Joining SRM marked my transition into independence. Establishing a lab from scratch was both exhilarating and humbling. The presence of SRM’s hospital ecosystem allowed me to collaborate closely with clinicians and work directly with patient data, which reshaped the kinds of questions I could ask.

Mentorship quickly became central to my role. I have had the privilege of mentoring interns Tushita, Chinmay, Darshika, and Parth, guiding them through research projects and helping them develop scientific confidence. Chinmay secured a fellowship of ₹50,000 from SRM for carrying out an exceptional work on oral submucosal fibrosis under my supervision. Recently, I welcomed Ekta as my first PhD student, a milestone that marks my own transition from trainee to mentor.

BSB (Bioinformatics and Systems Biology) lab. From left: Chinmay, Piyush, Ekta and Parth

The unfinished work: Funding, infrastructure, and patience

Alongside these milestones come ongoing challenges. Securing extramural funding as an early-career investigator remains one of the most demanding aspects of academic life. Grant timelines are uncertain, competition is intense, and expectations are high, often while labs are still being built. 

Equally challenging is access to advanced computational infrastructure. As a bioinformatician working with large-scale omics data, AI models, and clinical datasets, high-performance computing is foundational. Establishing access to High-Performance Computing Center (HPCC) resources, secure storage, and scalable pipelines takes time and institutional coordination. In the interim, progress often depends on creative workarounds and shared resources.

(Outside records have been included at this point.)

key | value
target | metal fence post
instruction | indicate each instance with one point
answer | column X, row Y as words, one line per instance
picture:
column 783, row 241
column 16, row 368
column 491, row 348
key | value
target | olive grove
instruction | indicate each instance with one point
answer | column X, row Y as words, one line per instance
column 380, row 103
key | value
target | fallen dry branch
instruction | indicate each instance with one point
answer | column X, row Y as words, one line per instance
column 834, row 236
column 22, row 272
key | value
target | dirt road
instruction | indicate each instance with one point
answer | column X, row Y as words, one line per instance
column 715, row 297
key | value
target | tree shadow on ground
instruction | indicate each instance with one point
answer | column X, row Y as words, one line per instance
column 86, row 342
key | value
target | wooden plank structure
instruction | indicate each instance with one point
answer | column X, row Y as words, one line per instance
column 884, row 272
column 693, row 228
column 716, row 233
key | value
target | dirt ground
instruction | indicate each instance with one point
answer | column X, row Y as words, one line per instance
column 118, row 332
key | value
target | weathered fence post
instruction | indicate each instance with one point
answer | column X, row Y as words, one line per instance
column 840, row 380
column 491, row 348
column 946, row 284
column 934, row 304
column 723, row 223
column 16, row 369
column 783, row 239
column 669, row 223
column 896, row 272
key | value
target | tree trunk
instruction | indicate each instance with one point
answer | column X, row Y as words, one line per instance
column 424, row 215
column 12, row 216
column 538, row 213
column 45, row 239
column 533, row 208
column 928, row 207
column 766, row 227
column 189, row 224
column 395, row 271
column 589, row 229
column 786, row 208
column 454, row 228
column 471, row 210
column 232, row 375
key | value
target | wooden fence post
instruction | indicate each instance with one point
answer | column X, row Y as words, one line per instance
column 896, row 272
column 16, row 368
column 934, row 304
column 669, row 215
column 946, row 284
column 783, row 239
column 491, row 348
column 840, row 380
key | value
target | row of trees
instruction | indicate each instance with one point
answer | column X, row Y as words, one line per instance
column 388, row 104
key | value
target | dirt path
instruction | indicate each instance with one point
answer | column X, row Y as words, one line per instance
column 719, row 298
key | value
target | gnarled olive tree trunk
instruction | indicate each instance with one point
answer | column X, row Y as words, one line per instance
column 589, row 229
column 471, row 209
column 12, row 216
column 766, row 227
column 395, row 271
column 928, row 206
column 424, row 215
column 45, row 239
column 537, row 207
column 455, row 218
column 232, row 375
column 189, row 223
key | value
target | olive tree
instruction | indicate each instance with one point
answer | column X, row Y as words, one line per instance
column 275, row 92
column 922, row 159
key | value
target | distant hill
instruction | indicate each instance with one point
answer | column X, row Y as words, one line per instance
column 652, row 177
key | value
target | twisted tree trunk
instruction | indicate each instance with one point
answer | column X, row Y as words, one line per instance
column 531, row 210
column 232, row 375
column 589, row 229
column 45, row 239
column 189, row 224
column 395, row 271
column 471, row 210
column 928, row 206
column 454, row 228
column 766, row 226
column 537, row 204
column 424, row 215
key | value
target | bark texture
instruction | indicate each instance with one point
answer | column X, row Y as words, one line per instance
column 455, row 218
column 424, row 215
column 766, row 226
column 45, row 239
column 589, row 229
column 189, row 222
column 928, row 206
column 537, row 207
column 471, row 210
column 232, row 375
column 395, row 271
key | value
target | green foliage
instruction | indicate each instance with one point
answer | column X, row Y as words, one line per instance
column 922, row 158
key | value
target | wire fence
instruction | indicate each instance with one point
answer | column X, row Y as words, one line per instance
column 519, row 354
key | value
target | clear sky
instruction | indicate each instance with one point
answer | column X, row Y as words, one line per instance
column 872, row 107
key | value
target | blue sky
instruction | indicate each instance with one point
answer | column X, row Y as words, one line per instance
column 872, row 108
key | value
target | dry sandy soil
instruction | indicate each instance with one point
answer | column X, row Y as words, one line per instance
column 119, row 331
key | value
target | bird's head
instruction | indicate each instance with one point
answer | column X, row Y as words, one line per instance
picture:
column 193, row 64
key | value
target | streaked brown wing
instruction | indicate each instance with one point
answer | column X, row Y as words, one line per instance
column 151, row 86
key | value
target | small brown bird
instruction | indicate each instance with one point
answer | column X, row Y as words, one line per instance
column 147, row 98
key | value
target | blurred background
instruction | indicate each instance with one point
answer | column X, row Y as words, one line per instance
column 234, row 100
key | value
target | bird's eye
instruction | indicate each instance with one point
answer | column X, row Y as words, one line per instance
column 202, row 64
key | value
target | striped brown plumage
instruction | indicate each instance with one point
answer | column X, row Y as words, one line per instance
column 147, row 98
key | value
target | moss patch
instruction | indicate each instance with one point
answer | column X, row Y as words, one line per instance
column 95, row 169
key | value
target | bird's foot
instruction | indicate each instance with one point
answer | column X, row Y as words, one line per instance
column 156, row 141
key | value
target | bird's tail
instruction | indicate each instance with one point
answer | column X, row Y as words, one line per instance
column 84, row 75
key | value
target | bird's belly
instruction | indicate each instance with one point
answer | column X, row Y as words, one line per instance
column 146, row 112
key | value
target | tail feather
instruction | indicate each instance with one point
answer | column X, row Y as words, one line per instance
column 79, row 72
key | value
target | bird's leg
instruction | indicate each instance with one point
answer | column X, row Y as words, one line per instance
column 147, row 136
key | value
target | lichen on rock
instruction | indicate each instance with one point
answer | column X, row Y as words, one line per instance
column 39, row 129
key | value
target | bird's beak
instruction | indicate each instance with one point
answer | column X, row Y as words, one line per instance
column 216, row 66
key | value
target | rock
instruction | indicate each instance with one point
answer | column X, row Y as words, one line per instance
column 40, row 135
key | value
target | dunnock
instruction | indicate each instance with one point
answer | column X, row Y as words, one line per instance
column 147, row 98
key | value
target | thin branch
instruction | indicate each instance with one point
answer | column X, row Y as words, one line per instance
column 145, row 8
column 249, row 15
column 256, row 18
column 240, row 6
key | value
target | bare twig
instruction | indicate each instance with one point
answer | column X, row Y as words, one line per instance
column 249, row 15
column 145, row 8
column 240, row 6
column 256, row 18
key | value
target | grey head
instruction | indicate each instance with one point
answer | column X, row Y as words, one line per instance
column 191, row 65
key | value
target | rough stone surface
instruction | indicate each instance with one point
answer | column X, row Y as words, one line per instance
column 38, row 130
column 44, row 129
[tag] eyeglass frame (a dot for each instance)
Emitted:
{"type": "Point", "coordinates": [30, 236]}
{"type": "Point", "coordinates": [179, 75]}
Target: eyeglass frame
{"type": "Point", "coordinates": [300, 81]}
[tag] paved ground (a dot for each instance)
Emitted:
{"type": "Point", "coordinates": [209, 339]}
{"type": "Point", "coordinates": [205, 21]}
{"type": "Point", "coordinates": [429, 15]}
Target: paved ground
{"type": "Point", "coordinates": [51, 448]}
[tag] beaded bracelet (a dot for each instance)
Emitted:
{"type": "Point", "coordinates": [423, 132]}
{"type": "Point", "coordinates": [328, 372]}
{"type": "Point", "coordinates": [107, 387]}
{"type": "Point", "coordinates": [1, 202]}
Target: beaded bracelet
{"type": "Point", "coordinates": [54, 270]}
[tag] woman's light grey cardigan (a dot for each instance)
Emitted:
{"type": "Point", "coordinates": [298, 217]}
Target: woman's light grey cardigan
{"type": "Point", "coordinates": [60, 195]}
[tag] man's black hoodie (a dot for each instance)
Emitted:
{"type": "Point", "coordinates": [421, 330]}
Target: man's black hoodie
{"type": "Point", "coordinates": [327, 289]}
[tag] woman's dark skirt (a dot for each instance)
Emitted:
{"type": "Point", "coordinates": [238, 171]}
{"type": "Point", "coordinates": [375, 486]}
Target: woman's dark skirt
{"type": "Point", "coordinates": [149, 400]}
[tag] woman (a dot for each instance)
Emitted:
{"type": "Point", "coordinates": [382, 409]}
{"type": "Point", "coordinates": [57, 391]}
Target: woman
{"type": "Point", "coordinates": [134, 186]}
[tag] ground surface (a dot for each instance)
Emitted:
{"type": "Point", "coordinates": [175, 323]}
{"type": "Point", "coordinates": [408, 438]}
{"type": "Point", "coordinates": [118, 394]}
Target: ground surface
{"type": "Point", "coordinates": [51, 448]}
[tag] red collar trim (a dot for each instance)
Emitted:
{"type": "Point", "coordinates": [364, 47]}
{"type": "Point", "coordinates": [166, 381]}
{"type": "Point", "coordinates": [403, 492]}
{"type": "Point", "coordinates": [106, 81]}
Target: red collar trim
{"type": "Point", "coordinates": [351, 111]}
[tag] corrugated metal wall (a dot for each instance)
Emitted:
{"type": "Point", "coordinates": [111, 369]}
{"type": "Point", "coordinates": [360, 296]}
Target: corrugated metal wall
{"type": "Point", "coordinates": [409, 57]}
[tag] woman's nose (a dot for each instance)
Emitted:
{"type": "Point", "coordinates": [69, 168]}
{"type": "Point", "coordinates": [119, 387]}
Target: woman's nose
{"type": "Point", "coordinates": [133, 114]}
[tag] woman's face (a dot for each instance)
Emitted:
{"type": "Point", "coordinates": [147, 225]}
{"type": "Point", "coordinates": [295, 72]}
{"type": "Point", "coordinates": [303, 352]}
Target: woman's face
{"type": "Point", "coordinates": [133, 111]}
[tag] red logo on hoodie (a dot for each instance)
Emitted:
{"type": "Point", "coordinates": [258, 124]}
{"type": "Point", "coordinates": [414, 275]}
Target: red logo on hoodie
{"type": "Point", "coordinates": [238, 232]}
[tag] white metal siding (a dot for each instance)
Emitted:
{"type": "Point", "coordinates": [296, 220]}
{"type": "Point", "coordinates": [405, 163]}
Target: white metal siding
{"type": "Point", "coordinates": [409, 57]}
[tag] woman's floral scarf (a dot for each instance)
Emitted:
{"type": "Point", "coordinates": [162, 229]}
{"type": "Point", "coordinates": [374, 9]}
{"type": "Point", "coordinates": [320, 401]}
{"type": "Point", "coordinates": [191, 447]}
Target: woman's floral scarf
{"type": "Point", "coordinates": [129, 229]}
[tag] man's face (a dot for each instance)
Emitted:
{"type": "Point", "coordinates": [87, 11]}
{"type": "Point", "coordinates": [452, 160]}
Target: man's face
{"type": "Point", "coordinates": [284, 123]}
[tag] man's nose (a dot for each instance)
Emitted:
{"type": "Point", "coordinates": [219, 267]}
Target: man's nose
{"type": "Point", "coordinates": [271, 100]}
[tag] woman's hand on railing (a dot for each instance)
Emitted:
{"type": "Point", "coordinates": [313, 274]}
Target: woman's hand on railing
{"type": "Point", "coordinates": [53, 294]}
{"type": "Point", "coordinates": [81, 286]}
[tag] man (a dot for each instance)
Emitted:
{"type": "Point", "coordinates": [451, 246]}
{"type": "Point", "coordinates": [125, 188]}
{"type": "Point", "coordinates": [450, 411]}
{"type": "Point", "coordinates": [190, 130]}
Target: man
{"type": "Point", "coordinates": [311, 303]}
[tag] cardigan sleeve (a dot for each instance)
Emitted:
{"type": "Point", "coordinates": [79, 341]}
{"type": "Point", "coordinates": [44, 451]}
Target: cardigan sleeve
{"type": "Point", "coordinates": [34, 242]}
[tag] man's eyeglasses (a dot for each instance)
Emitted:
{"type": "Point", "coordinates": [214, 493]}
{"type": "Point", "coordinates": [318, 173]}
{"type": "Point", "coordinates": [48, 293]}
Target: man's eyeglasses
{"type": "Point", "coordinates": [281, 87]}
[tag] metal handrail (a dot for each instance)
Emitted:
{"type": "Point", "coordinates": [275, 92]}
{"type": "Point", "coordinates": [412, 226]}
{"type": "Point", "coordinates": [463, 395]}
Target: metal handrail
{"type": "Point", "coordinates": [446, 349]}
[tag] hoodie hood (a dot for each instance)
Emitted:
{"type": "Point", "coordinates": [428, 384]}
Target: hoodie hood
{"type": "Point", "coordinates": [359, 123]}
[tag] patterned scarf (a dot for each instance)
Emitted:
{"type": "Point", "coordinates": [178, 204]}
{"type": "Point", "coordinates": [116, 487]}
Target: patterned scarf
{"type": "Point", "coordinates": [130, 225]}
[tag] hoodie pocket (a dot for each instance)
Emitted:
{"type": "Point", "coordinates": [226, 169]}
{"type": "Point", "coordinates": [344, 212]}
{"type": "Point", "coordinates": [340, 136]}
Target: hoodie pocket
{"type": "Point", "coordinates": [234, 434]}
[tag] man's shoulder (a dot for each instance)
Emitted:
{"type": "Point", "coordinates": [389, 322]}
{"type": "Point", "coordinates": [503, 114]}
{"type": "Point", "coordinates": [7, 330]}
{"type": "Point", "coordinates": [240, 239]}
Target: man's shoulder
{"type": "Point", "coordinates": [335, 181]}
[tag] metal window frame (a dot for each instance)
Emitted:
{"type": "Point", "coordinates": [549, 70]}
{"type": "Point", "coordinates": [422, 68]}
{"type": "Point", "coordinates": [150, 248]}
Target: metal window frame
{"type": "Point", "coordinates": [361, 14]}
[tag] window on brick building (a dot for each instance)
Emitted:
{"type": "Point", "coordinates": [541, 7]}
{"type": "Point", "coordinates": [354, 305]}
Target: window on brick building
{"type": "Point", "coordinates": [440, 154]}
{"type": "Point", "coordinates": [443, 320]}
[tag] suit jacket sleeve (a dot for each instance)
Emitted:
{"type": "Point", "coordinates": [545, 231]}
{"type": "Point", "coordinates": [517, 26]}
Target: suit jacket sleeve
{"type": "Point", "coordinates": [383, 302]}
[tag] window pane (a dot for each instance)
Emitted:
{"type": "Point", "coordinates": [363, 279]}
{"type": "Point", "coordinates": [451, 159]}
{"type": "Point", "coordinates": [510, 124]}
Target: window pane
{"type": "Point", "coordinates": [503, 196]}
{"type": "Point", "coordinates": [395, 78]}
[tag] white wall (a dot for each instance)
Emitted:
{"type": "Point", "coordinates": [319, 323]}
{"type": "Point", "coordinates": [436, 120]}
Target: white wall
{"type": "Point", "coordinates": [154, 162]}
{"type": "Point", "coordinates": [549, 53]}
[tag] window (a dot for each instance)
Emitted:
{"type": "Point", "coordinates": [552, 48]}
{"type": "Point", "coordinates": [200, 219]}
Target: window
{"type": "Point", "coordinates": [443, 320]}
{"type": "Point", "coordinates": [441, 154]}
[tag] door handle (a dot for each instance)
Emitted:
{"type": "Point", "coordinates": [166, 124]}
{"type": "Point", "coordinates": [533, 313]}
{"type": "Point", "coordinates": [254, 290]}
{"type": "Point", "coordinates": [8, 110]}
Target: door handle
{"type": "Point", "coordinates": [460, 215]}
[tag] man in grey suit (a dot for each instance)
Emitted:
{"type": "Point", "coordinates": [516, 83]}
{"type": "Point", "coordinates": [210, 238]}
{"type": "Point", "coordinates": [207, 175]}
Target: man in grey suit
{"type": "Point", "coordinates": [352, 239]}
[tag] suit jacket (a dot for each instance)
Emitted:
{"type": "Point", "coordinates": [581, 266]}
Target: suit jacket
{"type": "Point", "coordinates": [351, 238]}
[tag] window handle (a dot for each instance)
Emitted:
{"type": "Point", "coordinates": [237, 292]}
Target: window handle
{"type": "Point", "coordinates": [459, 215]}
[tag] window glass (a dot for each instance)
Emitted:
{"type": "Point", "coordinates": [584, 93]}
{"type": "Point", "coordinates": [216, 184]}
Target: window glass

These challenges have taught me that building a lab is not just about experiments or publications; it is about gradually constructing an ecosystem where good science can grow.

Staying with the work

Looking back, my journey has been anything but linear. It has been shaped by limited resources, delayed fellowships, repeated rejections, solitary years, friendships that became lifelines, and the ongoing work of building systems, not just science.

I have learned that science is not a sprint; it is a long arc that rewards persistence more than perfection. Doubt is inevitable. What matters is the decision to stay, with the questions, with the work, and with yourself, long enough for clarity to emerge.